Città dentro le mura (Roma, Carucci, 1957)

Il primo libro pubblicato, Gli ermellini (Roma, Ruiz e Carucci, 1954) è molto difficile da rintracciare. Valutazioni sostenute, nel caso.

Sempre degli anni ’50, un libro sempre meno reperibile è la raccolta di racconti Città dentro le mura (Roma, Carucci, 1957), che fu stampata presso la Tipografia Foro Traiano. Anni fa si era vista una copia in vendita dedicata ad Aldo Palazzeschi, grande amico di Curradi.

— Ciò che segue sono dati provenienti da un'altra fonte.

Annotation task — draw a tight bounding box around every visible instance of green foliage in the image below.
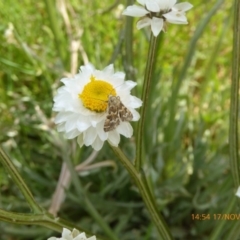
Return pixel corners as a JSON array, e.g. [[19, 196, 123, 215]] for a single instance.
[[0, 0, 237, 240]]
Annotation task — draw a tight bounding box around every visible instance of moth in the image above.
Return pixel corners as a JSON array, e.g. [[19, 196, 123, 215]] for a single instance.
[[103, 95, 133, 132]]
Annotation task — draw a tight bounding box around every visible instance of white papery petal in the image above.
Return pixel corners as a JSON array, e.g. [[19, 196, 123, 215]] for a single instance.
[[122, 5, 149, 17], [53, 64, 141, 150], [146, 0, 160, 12], [151, 17, 163, 37], [137, 17, 151, 29], [103, 64, 114, 75], [87, 236, 97, 240], [65, 129, 80, 139], [117, 122, 133, 138], [128, 96, 142, 108], [108, 130, 120, 147], [172, 2, 193, 12], [156, 0, 177, 10], [137, 0, 146, 6], [129, 109, 140, 121], [92, 137, 104, 151], [73, 232, 87, 240], [62, 228, 71, 239], [77, 134, 84, 147], [57, 123, 65, 132], [83, 127, 97, 146], [163, 12, 188, 24], [48, 228, 96, 240]]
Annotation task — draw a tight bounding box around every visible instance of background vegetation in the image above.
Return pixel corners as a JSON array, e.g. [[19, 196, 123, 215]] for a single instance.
[[0, 0, 238, 240]]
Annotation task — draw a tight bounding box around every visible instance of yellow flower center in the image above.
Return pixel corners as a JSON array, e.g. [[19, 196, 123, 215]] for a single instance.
[[78, 76, 117, 112]]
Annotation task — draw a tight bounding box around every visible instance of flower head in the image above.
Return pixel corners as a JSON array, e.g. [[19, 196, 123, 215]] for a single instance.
[[123, 0, 193, 37], [48, 228, 96, 240], [53, 64, 142, 150]]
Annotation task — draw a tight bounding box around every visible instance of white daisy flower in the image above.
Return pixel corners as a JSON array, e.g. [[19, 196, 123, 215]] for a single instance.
[[53, 64, 142, 151], [123, 0, 193, 37], [48, 228, 97, 240]]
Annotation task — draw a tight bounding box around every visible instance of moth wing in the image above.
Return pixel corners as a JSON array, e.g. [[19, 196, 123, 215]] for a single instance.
[[103, 112, 120, 132], [118, 102, 133, 122]]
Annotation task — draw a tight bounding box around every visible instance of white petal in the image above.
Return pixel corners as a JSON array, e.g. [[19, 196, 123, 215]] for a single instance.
[[62, 228, 71, 239], [137, 0, 146, 6], [97, 120, 108, 141], [57, 123, 65, 132], [65, 129, 80, 139], [163, 12, 188, 24], [65, 114, 78, 132], [137, 17, 151, 29], [146, 0, 160, 12], [151, 17, 163, 37], [172, 2, 193, 12], [117, 122, 133, 138], [87, 236, 97, 240], [89, 113, 106, 127], [103, 64, 114, 75], [77, 134, 84, 147], [129, 109, 140, 121], [79, 63, 95, 72], [76, 116, 91, 132], [72, 228, 80, 237], [122, 5, 149, 17], [108, 130, 120, 147], [128, 96, 142, 108], [156, 0, 177, 10], [83, 127, 97, 146], [235, 186, 240, 198], [110, 72, 125, 88], [92, 137, 104, 151]]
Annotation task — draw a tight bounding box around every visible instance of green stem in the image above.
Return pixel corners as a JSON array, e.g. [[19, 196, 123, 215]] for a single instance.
[[111, 146, 172, 240], [135, 34, 157, 172], [0, 209, 107, 240], [164, 0, 225, 142], [63, 149, 118, 240], [124, 0, 135, 81], [0, 147, 43, 213], [229, 0, 240, 189], [0, 147, 107, 240], [44, 0, 67, 64]]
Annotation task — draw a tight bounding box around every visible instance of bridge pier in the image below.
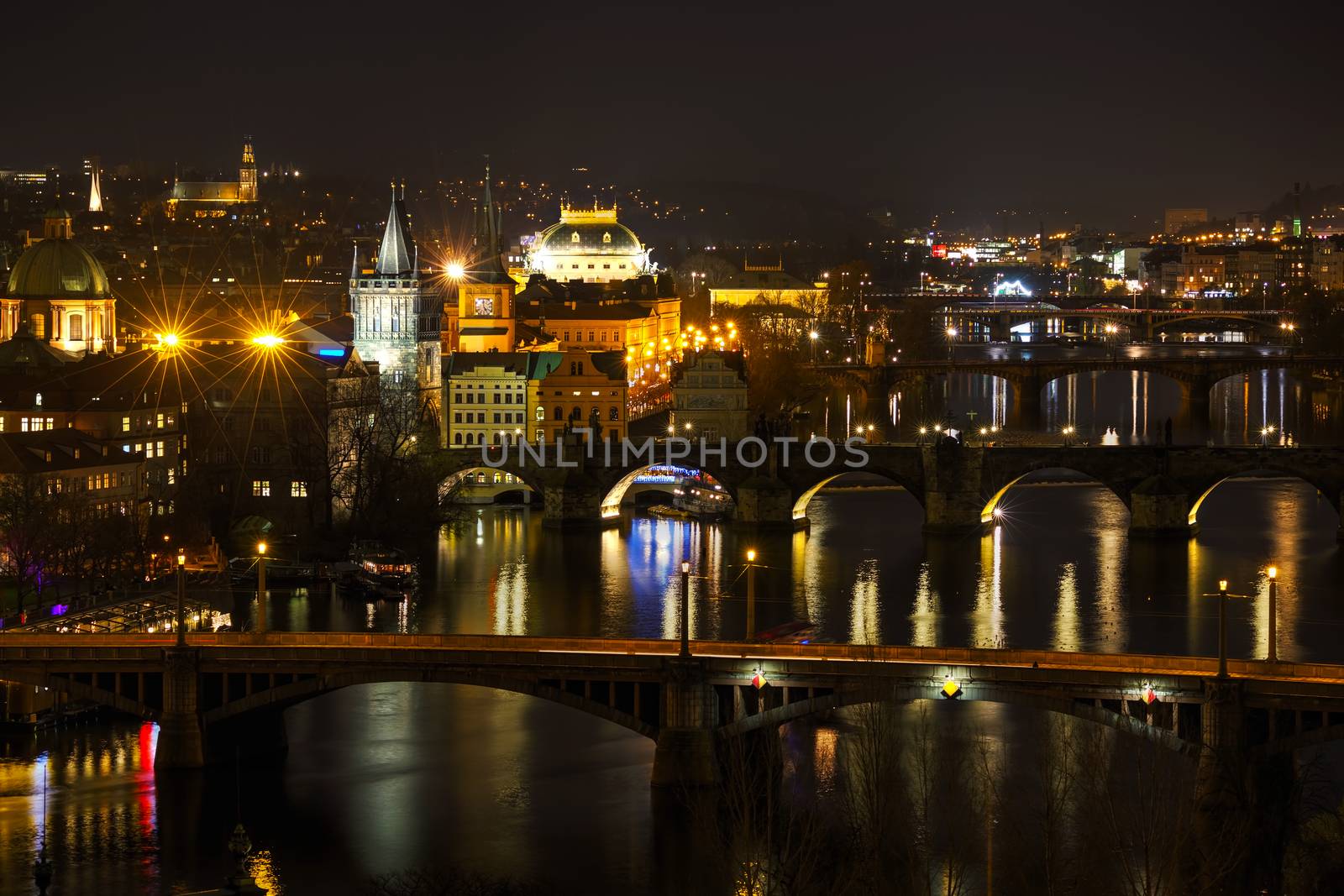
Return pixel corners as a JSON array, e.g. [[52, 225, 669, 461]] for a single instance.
[[734, 475, 808, 529], [542, 473, 620, 528], [1129, 474, 1199, 538], [1194, 679, 1250, 893], [1010, 376, 1046, 432], [652, 657, 719, 790], [155, 647, 206, 770], [922, 441, 985, 535]]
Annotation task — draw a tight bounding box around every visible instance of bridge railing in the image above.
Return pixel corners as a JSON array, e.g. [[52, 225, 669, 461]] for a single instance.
[[8, 631, 1344, 684]]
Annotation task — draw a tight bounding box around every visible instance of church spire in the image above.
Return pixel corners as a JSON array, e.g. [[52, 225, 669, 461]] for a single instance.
[[378, 180, 412, 274], [475, 156, 501, 255], [89, 156, 102, 211]]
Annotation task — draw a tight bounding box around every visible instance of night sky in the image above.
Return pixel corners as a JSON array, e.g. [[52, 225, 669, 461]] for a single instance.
[[10, 0, 1344, 224]]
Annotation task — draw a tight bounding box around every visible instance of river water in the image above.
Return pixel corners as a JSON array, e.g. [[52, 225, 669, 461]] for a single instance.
[[0, 359, 1344, 894]]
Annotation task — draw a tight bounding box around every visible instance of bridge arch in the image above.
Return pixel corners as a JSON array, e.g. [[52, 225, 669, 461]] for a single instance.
[[601, 464, 738, 520], [1188, 467, 1344, 527], [793, 466, 923, 522], [202, 669, 659, 739], [717, 684, 1199, 755], [979, 461, 1129, 522], [438, 466, 542, 504]]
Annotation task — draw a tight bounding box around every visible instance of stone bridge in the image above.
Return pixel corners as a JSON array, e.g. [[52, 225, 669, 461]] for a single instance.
[[438, 439, 1344, 537], [0, 632, 1344, 784], [813, 354, 1344, 428], [938, 298, 1293, 343]]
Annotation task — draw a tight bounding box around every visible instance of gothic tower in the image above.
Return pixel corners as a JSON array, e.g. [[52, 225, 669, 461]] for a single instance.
[[238, 134, 257, 203], [349, 184, 442, 419], [457, 157, 517, 352]]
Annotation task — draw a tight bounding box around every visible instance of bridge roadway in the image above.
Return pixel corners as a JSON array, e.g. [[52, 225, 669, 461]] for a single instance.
[[938, 300, 1293, 343], [438, 437, 1344, 538], [0, 632, 1344, 784], [811, 352, 1344, 428]]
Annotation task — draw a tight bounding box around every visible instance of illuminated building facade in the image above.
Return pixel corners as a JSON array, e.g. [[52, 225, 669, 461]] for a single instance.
[[349, 186, 444, 419], [444, 352, 548, 448], [668, 352, 751, 442], [164, 137, 258, 219], [527, 203, 650, 284], [531, 349, 627, 442], [0, 208, 117, 352]]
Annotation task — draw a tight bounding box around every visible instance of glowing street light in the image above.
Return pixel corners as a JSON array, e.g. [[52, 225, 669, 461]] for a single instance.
[[257, 542, 266, 632], [1265, 565, 1278, 663]]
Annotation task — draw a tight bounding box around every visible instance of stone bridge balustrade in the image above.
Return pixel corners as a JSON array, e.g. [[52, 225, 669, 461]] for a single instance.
[[8, 632, 1344, 786], [438, 441, 1344, 537], [811, 354, 1344, 430]]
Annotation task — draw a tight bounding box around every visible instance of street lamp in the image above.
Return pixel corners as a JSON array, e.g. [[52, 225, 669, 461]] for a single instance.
[[176, 548, 186, 647], [257, 542, 266, 632], [1265, 565, 1278, 663], [1205, 571, 1252, 679], [680, 560, 690, 658], [746, 548, 755, 641]]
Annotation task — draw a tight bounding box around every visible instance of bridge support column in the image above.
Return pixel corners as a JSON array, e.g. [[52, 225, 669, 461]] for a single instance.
[[734, 475, 808, 529], [652, 658, 719, 789], [1129, 474, 1199, 538], [1010, 376, 1046, 432], [1181, 376, 1214, 427], [155, 647, 206, 770], [542, 474, 605, 528], [1194, 679, 1250, 893], [921, 441, 985, 535]]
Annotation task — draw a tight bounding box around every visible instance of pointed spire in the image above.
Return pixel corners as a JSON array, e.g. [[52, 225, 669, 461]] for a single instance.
[[89, 156, 102, 211], [378, 180, 412, 274]]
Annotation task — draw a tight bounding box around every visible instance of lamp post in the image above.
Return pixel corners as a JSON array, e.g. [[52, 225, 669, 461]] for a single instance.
[[746, 548, 755, 641], [257, 542, 266, 632], [1218, 579, 1227, 679], [173, 548, 186, 647], [1265, 565, 1278, 663], [1205, 577, 1252, 679], [681, 560, 690, 658]]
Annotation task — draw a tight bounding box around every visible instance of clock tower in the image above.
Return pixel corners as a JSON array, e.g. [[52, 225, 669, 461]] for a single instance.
[[457, 159, 517, 352]]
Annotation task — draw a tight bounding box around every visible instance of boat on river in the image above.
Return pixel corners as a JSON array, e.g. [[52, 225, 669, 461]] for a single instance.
[[672, 477, 732, 520]]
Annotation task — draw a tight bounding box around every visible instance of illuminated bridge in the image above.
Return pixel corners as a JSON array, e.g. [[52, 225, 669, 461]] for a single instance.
[[811, 352, 1344, 428], [0, 632, 1344, 784], [438, 438, 1344, 538]]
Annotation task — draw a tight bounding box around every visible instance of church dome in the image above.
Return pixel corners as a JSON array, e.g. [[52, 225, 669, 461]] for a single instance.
[[5, 239, 109, 298], [536, 206, 643, 255]]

Schiaccia il serpente (Mondadori, 1964)

L’ingresso in Mondadori coincide con l’uscita di Schiaccia il serpente (1964), romanzo che uscì per la collana Il tornasole, la stessa dove comparve Diario minimo di Umberto Eco, La spartizione di Piero Chiara e Fantabulous di Giorgio Soavi.

 

 

 

 

 

 

Gli ultimi anni

 

Con Cera e oro (Ripatransone, Sestante, 1993) e Persona non grata (Brescia, L’Obliquo, 1997) si completa il ciclo africano – o Trilogia d’Africa che dir si voglia. Sia di Cera e oro che di Persona non grata uscirà una seconda edizione a cura dell’editore Meridiano zero di Padova, entrambe nel 2003.

 

Altri titoli del non particolarmente prolifico scrittore pisano, usciti negli ultimi anni, sono: Passato prossimo in due edizioni (L’Obliquo, 1999; Meridiano zero, 2003) e Junior (Meridiano zero, 2005).